Mendukung kelompok tani yang mengembangkan beras organik, Pemkab Banyuwangi telah mengucurkan bantuan, mulai dari alat tanam padi, mini combine harvester, traktor tangan, pompa air, power trasher, pupuk dan pemberantas hama organik serta bantuan alat pencacah pupuk organik (APPO), lahan percobaan, hingga membuka sekolah lapang bagi para petani.
Terkait panen raya padi organik di lahan seluas 20 hektare di Desa Kalibaru Wetan itu dinilai memang cukup istimewa. Selain hasil penanaman organik, prosesnya dilakukan mekanisasi. Mulai penanaman bibit padi, hingga panen padi menggunakan mesin panen.

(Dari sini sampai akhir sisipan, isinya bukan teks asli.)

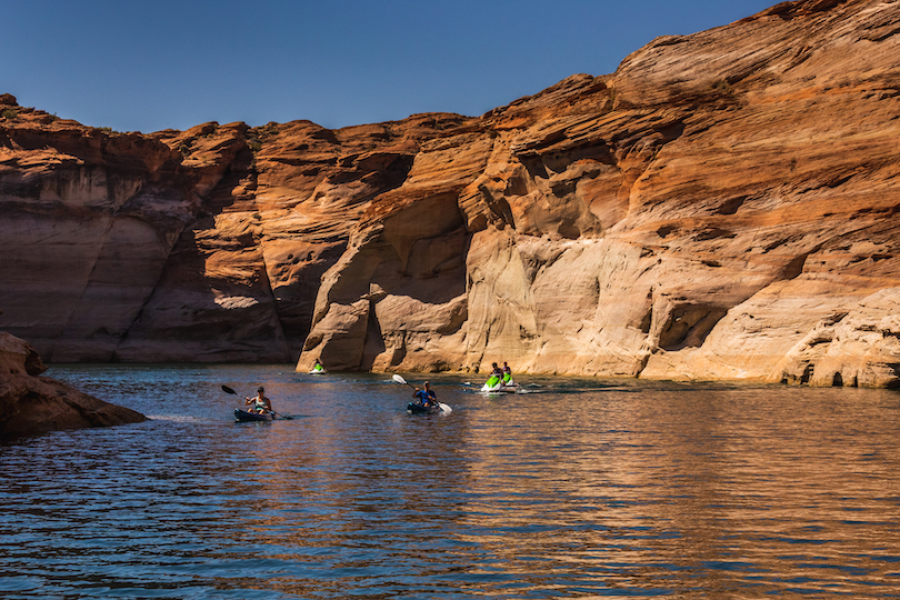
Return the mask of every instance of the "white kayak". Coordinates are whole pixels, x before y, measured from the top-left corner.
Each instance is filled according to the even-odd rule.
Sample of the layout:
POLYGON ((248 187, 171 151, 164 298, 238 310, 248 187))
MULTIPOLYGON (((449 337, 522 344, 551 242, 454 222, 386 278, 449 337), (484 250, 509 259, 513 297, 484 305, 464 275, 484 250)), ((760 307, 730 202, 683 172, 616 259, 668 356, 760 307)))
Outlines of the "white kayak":
POLYGON ((499 377, 491 377, 481 386, 481 391, 491 393, 516 393, 519 391, 519 384, 514 381, 503 382, 499 377))

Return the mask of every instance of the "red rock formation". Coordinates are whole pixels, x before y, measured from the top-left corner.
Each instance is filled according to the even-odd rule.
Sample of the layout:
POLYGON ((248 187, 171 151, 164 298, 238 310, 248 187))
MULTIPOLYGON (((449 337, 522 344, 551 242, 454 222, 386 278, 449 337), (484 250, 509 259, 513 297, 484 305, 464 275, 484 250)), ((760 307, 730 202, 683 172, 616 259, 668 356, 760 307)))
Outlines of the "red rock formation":
POLYGON ((37 377, 44 370, 31 344, 0 331, 0 438, 146 420, 133 410, 37 377))
POLYGON ((893 386, 898 31, 898 2, 786 2, 480 118, 338 131, 7 98, 0 324, 54 361, 893 386))
MULTIPOLYGON (((896 2, 779 4, 424 146, 326 274, 298 368, 800 379, 817 323, 896 294, 899 30, 896 2)), ((810 382, 897 384, 881 331, 810 382)))

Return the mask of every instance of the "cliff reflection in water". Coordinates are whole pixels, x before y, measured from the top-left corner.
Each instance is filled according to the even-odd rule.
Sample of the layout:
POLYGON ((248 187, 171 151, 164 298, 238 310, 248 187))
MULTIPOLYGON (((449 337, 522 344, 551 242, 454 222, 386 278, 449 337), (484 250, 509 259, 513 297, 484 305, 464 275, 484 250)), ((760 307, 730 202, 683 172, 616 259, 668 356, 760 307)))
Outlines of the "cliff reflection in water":
POLYGON ((56 371, 156 419, 0 447, 4 598, 900 590, 896 392, 447 376, 422 418, 383 376, 56 371))

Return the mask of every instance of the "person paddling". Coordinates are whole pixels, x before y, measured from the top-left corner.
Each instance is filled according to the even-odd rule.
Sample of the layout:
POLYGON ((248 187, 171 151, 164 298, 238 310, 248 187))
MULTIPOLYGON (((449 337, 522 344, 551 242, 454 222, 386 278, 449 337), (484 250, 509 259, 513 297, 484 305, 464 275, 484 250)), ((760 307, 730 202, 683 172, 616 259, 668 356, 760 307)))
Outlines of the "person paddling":
POLYGON ((503 361, 503 383, 512 382, 512 369, 509 368, 507 361, 503 361))
POLYGON ((246 398, 244 404, 253 404, 253 408, 249 410, 249 412, 257 412, 259 414, 264 414, 267 412, 274 412, 272 410, 272 402, 268 398, 266 398, 266 390, 262 386, 257 388, 257 394, 253 398, 246 398))
POLYGON ((431 383, 429 383, 428 381, 424 382, 423 390, 416 388, 416 391, 412 392, 412 397, 418 398, 419 403, 424 408, 438 406, 438 397, 434 396, 434 392, 431 390, 431 383))

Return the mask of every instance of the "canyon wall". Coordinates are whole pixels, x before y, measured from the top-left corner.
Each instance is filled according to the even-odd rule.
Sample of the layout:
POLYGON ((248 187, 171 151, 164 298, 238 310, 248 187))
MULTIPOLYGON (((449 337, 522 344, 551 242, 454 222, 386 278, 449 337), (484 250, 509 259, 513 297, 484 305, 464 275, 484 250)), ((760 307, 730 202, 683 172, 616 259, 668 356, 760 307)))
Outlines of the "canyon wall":
POLYGON ((894 387, 899 32, 897 1, 784 2, 479 118, 337 131, 8 98, 0 329, 50 361, 894 387))

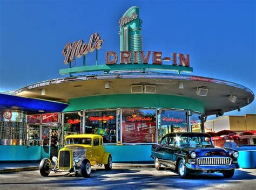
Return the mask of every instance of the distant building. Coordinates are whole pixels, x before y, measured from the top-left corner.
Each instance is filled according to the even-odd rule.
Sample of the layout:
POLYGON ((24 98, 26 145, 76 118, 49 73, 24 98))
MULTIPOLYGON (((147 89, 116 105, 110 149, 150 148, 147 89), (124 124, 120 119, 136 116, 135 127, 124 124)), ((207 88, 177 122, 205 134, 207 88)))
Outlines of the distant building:
POLYGON ((222 130, 230 130, 238 133, 246 130, 256 130, 256 114, 224 116, 205 123, 205 132, 218 132, 222 130))

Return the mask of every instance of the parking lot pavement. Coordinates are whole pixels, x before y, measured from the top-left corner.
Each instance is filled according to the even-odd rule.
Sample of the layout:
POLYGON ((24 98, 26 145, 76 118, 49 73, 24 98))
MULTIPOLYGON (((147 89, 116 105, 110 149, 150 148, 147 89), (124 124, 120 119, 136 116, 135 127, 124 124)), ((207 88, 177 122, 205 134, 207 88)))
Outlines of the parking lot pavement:
POLYGON ((114 169, 106 171, 94 167, 91 177, 64 177, 64 173, 51 173, 41 176, 38 171, 0 174, 0 189, 255 189, 256 170, 238 170, 231 179, 221 174, 193 175, 182 179, 170 170, 153 168, 114 169))

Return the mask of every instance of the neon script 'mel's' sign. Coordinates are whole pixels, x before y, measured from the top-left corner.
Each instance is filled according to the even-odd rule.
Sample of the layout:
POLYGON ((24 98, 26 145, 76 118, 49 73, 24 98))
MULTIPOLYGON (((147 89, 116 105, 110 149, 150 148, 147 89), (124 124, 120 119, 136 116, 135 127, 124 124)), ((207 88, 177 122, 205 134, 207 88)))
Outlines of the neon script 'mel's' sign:
POLYGON ((131 21, 135 20, 136 18, 137 18, 137 17, 138 14, 136 12, 133 12, 131 17, 127 16, 125 16, 124 17, 121 17, 119 22, 119 26, 124 26, 127 23, 129 23, 131 21))
POLYGON ((96 32, 91 35, 88 44, 84 43, 82 40, 77 42, 75 41, 73 44, 66 44, 62 51, 62 54, 65 56, 64 64, 68 64, 73 61, 75 56, 80 58, 82 55, 85 55, 88 52, 92 52, 95 49, 100 49, 103 42, 103 40, 100 39, 99 34, 96 32))

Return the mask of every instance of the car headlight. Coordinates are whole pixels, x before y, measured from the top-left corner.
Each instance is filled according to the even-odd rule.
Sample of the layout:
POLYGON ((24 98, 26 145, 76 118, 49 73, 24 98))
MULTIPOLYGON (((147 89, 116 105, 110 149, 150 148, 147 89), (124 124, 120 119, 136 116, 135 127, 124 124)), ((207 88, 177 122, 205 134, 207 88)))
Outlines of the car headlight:
POLYGON ((76 158, 74 159, 74 161, 76 164, 78 162, 79 162, 79 159, 76 158))
POLYGON ((190 153, 190 156, 192 158, 195 158, 197 157, 197 153, 195 152, 192 152, 190 153))
POLYGON ((58 158, 56 156, 53 156, 51 159, 54 163, 56 163, 58 160, 58 158))
POLYGON ((238 153, 238 152, 234 152, 234 153, 233 153, 233 156, 234 157, 234 158, 238 158, 239 156, 239 153, 238 153))

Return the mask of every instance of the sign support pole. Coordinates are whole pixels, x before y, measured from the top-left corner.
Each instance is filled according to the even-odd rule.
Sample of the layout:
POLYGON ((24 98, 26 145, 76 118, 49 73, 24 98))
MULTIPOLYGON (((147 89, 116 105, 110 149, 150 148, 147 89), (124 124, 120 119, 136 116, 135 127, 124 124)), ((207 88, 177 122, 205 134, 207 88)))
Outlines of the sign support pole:
POLYGON ((98 49, 96 49, 96 65, 98 65, 98 49))

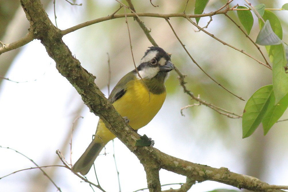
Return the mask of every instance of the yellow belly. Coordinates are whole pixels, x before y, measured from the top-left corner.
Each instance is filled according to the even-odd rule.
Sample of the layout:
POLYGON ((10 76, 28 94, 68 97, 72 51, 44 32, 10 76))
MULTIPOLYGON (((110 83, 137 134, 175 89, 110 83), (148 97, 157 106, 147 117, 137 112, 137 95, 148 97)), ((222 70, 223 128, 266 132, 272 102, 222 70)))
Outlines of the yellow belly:
MULTIPOLYGON (((126 92, 113 104, 122 117, 129 120, 129 125, 137 130, 150 122, 162 107, 166 91, 159 95, 149 93, 141 80, 128 83, 126 92)), ((105 127, 101 119, 98 122, 95 142, 106 144, 116 137, 105 127)))

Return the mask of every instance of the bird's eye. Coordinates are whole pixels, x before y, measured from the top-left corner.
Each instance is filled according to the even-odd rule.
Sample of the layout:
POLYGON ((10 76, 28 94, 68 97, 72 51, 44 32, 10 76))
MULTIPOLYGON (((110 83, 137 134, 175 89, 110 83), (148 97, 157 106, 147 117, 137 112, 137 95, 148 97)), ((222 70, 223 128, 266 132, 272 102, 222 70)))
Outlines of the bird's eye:
POLYGON ((157 61, 156 60, 156 59, 155 58, 153 58, 150 61, 151 64, 152 65, 155 65, 157 63, 157 61))

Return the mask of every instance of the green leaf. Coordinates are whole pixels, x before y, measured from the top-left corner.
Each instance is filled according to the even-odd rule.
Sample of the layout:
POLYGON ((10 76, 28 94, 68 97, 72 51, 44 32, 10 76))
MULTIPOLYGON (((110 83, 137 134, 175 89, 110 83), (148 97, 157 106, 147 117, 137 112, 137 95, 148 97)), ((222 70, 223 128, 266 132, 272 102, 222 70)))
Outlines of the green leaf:
POLYGON ((288 3, 285 3, 282 6, 282 9, 284 9, 285 10, 288 10, 288 3))
POLYGON ((272 93, 270 96, 270 102, 267 111, 262 120, 264 135, 267 134, 288 107, 288 94, 284 96, 276 105, 274 105, 275 102, 275 96, 272 93))
MULTIPOLYGON (((283 34, 282 27, 281 26, 280 21, 276 15, 270 11, 265 10, 262 18, 264 21, 269 20, 273 31, 282 40, 283 34)), ((264 24, 263 22, 260 20, 259 22, 260 28, 262 28, 262 27, 264 25, 264 24)))
POLYGON ((148 138, 146 135, 140 137, 140 139, 136 141, 135 146, 142 147, 149 147, 152 144, 151 139, 148 138))
POLYGON ((281 42, 281 39, 273 32, 269 20, 267 20, 258 34, 256 43, 260 45, 272 45, 281 42))
POLYGON ((256 91, 247 101, 242 118, 243 138, 252 135, 260 124, 267 111, 273 91, 272 85, 264 86, 256 91))
MULTIPOLYGON (((272 30, 274 33, 278 36, 278 37, 282 39, 283 36, 283 32, 282 30, 282 27, 280 21, 278 19, 277 16, 274 13, 270 11, 265 10, 264 12, 264 14, 262 16, 262 18, 264 20, 269 20, 269 22, 272 30)), ((261 19, 259 19, 259 25, 260 29, 262 29, 264 25, 264 23, 261 19)), ((271 62, 273 62, 273 53, 274 50, 271 49, 271 46, 265 46, 266 50, 268 53, 269 58, 271 62)))
MULTIPOLYGON (((195 10, 194 10, 194 14, 202 14, 204 11, 204 9, 209 1, 209 0, 196 0, 195 1, 195 10)), ((198 25, 200 18, 200 17, 196 17, 195 18, 196 20, 197 25, 198 25)))
POLYGON ((287 61, 283 46, 282 44, 271 46, 274 51, 272 82, 275 104, 288 93, 288 74, 285 68, 287 61))
MULTIPOLYGON (((254 6, 254 8, 256 10, 258 13, 261 17, 263 16, 264 14, 264 11, 265 10, 265 5, 264 4, 259 4, 255 6, 254 6)), ((252 10, 254 11, 253 10, 252 10)))
MULTIPOLYGON (((243 6, 238 6, 237 9, 247 9, 247 7, 243 6)), ((254 20, 253 16, 251 12, 248 10, 237 10, 237 15, 241 24, 245 28, 247 33, 250 33, 254 20)))

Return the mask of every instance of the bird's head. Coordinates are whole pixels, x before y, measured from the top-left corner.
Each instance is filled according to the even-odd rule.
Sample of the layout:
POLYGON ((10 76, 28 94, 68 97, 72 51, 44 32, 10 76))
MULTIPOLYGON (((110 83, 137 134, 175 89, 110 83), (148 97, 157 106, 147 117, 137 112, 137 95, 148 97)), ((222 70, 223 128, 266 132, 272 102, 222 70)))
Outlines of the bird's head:
MULTIPOLYGON (((156 79, 164 83, 174 69, 170 56, 159 47, 150 47, 140 61, 137 69, 143 80, 156 79)), ((138 74, 136 74, 138 77, 138 74)), ((138 78, 139 78, 138 77, 138 78)))

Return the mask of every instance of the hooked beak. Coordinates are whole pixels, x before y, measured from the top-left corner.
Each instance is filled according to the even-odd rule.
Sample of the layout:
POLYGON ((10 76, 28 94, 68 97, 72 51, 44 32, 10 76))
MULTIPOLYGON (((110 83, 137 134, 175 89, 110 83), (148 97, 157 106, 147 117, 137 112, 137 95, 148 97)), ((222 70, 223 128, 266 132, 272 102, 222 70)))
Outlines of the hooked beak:
POLYGON ((174 65, 171 62, 167 61, 166 62, 165 65, 162 66, 159 66, 159 68, 160 71, 169 72, 174 69, 174 65))

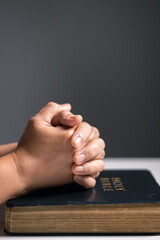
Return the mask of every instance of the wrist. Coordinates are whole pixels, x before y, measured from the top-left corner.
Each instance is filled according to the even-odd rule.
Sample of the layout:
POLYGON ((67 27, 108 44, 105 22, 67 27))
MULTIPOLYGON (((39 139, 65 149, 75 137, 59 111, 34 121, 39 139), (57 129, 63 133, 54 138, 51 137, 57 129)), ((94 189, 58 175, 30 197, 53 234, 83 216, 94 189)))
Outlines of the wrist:
POLYGON ((14 152, 0 158, 0 202, 25 194, 26 187, 21 181, 15 163, 14 152))

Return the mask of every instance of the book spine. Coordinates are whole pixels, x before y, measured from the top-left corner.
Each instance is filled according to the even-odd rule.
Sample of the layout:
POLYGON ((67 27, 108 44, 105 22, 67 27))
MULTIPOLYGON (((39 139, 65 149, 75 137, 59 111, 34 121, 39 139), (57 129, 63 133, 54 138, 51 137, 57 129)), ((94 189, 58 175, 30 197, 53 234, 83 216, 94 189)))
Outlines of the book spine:
POLYGON ((12 208, 6 207, 5 211, 5 230, 12 232, 12 208))

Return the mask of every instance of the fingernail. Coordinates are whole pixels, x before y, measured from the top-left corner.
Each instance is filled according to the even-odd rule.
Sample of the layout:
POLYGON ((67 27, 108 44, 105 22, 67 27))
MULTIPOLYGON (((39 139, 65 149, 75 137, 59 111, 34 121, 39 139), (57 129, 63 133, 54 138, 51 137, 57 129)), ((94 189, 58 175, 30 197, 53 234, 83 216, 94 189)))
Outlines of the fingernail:
POLYGON ((78 163, 82 163, 85 160, 85 155, 84 154, 80 154, 80 155, 78 155, 76 157, 76 159, 77 159, 78 163))
POLYGON ((82 181, 82 180, 83 180, 83 178, 82 178, 81 176, 75 175, 75 178, 76 178, 76 180, 79 180, 79 181, 82 181))
POLYGON ((84 170, 83 166, 78 166, 78 167, 75 168, 76 172, 83 172, 83 170, 84 170))
POLYGON ((77 145, 77 147, 78 147, 78 146, 80 146, 81 143, 82 143, 82 137, 78 134, 78 135, 76 135, 76 136, 74 137, 73 141, 74 141, 74 143, 75 143, 75 144, 77 145))
POLYGON ((74 116, 74 115, 70 115, 70 116, 68 116, 68 119, 74 120, 75 117, 76 117, 76 116, 74 116))

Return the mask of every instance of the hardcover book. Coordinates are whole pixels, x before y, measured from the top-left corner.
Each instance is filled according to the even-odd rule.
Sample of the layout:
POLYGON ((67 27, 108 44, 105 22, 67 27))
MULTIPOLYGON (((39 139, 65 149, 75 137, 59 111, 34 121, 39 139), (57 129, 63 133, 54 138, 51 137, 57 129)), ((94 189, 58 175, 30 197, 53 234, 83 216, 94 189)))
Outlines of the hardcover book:
POLYGON ((9 233, 160 233, 160 187, 147 170, 101 172, 92 189, 76 183, 6 202, 9 233))

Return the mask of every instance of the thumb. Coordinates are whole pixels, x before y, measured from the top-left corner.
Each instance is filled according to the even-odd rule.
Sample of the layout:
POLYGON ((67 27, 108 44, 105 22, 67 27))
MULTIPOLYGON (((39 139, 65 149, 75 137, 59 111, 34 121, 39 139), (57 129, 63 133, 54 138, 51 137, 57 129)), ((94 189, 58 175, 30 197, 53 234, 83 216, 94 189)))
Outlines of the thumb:
POLYGON ((74 115, 68 110, 62 110, 56 114, 52 119, 53 126, 63 125, 66 127, 74 127, 82 122, 81 115, 74 115))
POLYGON ((70 111, 71 105, 69 103, 58 104, 55 102, 49 102, 35 115, 35 117, 38 117, 41 121, 51 124, 52 119, 62 110, 70 111))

Anas pun menyadari bahwa mekanisasi pertanian ini di satu sisi menguntungkan, namun juga menimbulkan tantangan lain, yaitu penyerapan tenaga kerja yang minim.
"Salah satu solusinya adalah mengembangkan agrowisata. Seperti peluang membuka usaha kuliner organik di sekitar lokasi wisata atau mengajak wisatawan terjun ke sawah seperti yang sudah dilakukan beberapa kelompok di Banyuwangi," ujar dia.
Salah satu kelompok tani yang mengembangkan beras organik adalah Kelompok Tani Ketangi Santoso. Ketua kelompok tani tersebut, Mawardi mengatakan pengembangan padi organik cukup mudah dilakukan jika dibandingkan dengan nonorganik.
Mawardi bersama enam petani lain mulai beralih ke organik sejak 1,5 tahun setelah mendengar keunggulan pertanian nonkimia itu.
"Biaya produksinya untuk organik ini tidak mahal. Kami saat ini pakai bibit jenis baru, M400, perbatang bisa mencapai 400 bulir. Hasil panen kami juga dihargai 30 persen lebih mahal dibanding nonorganik. Jadi sangat menguntungkan," katanya.
Dia menambahkan ini merupakan pertama kalinya panen bibit jenis M400. Dengan menggunakan bibit ini, satu hektare bisa menghasilkan 7,7 ton gabah. Bahkan apabila dalam kondisi iklim yang normal bisa mencapai 12 ton, sehingga bagi petani dinilai lebih menguntungkan.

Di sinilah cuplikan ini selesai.